Samsung has similar designs with the Quick Commands feature associated with its Bixby assistant.

Among the newly announced Siri Shortcuts is one from American Airlines that will let you summon flight updates by voice (“Hey Siri, flight update”).

Such updates are contextual: Before leaving your house, you can get the drive time to the airport along with a map. After checking in, you’ll receive an updated flight status with a map of the terminal showing the gate location, walking time to that gate and boarding time.

 

Another new shortcut, from Merriam Webster Dictionary, will let you ask Siri for the word of the day.

A third new shortcut, from the Caviar local food delivery app, responds to commands such as “Hey Siri, order my usual pizza” or “Hey Siri, Caviar order status.”

Some of the Apple shortcuts integrate with some of your connected smart home appliances  For example, shortcuts tied to the Drop and Smarter apps will let you control coffee makers by voice.

Others shortcuts are meant to work with health devices you may use in conjunction with the iPhone. The Dexcom Continuous Glucose Monitoring System, for example, launched a shortcut that enables diabetics better manage glucose levels through their app (“Hey Siri, what’s my blood glucose?”).
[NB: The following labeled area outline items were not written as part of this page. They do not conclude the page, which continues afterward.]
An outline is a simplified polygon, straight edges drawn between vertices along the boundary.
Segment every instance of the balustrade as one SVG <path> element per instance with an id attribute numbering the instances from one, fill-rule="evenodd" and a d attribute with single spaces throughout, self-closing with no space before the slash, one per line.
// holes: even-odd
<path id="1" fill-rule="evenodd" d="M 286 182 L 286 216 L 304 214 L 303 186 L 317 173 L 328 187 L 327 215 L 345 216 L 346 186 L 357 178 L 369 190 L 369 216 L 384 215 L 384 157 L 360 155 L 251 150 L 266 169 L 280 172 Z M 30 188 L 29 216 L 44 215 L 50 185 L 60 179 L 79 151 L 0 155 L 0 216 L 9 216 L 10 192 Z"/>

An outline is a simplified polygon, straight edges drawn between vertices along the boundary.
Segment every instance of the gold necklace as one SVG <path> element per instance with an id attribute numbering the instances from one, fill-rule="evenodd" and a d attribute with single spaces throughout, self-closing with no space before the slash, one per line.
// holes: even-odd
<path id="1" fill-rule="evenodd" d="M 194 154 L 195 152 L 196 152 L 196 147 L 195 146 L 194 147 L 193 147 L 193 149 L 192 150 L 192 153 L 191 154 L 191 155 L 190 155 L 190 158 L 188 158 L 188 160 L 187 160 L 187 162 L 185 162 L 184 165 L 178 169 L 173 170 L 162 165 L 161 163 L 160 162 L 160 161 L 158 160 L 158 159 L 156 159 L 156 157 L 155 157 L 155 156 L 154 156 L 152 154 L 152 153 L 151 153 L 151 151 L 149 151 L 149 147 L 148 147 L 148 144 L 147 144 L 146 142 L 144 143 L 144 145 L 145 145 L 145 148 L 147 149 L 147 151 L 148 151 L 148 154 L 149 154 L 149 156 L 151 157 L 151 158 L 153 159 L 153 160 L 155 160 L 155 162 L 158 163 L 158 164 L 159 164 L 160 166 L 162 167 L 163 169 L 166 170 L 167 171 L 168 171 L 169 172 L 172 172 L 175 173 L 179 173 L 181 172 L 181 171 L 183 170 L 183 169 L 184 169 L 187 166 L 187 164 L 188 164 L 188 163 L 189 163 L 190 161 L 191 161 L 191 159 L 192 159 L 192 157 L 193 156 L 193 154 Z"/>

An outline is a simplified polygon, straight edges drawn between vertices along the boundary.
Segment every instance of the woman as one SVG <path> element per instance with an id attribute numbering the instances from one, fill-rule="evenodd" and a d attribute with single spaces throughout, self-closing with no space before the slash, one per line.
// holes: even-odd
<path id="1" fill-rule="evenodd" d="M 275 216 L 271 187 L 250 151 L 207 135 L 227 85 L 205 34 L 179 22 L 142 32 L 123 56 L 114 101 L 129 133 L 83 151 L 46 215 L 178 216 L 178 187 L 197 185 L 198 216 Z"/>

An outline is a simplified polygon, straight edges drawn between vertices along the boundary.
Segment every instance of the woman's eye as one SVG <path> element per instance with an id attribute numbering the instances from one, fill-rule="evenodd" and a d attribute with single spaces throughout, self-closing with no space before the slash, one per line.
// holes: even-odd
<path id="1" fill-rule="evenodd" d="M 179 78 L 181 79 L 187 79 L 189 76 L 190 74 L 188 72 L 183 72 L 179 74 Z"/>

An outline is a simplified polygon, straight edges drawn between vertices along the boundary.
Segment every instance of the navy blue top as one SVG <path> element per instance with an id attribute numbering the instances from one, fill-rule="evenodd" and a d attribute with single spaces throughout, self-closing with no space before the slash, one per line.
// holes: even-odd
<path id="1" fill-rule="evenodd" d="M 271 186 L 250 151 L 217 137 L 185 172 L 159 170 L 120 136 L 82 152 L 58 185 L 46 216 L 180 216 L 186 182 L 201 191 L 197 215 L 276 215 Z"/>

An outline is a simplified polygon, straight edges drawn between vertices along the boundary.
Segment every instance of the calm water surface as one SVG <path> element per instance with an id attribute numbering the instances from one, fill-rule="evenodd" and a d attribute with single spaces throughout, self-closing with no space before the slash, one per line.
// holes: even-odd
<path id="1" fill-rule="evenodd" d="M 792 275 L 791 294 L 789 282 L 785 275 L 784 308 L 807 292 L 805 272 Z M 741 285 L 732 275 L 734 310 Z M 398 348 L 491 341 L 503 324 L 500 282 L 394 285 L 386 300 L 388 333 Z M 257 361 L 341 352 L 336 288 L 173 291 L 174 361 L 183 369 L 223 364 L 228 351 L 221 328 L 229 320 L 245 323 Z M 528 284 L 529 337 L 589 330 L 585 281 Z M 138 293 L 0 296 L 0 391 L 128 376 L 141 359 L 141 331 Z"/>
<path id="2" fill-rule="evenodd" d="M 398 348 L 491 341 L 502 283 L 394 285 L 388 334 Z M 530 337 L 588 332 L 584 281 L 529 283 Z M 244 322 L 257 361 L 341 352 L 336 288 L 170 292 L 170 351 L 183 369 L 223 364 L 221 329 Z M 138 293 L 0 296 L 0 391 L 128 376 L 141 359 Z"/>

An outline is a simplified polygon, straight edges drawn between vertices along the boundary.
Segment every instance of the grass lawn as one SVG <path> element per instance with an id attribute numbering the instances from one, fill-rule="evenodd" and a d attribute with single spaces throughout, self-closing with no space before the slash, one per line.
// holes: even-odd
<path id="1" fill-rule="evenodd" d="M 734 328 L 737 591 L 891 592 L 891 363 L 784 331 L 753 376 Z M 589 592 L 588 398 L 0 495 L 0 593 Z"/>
Coming soon is a shortcut for ReSound hearing aids that will enable a person who is hard of hearing change the device settings, depending on the environment (“Hey Siri, restaurant mode.”) Building your own shortcuts To see which of your favorite apps have shortcut integrations, on your iPhone, visit Settings > Siri & Search > All Shortcuts.

To build your own shortcut, launch the Shortcuts app, and choose actions or building blocks, which are each of the basic steps that will make up your app. Apple presents a number of suggestions inside the app. For example, if you want to add a shortcut called Log Workout in conjunction with the Health app on your phone, you’d choose the type of activity (running, swimming, etc.), the duration, the calories burned or distance. You can then record the personalized phrase that would tell Siri to run the shortcut.

Inside the app you’ll also find a Gallery of premade Shortcuts that you might take advantage of.  Among the Morning Routine options, you’ll see, are shortcuts that let you know when to leave home so you won’t be late for work, as well as a brushing teeth timer that will make you sure you’re at it for a full two minutes.

 

Since shortcuts can be shared, you might want to pass that one along to your kids.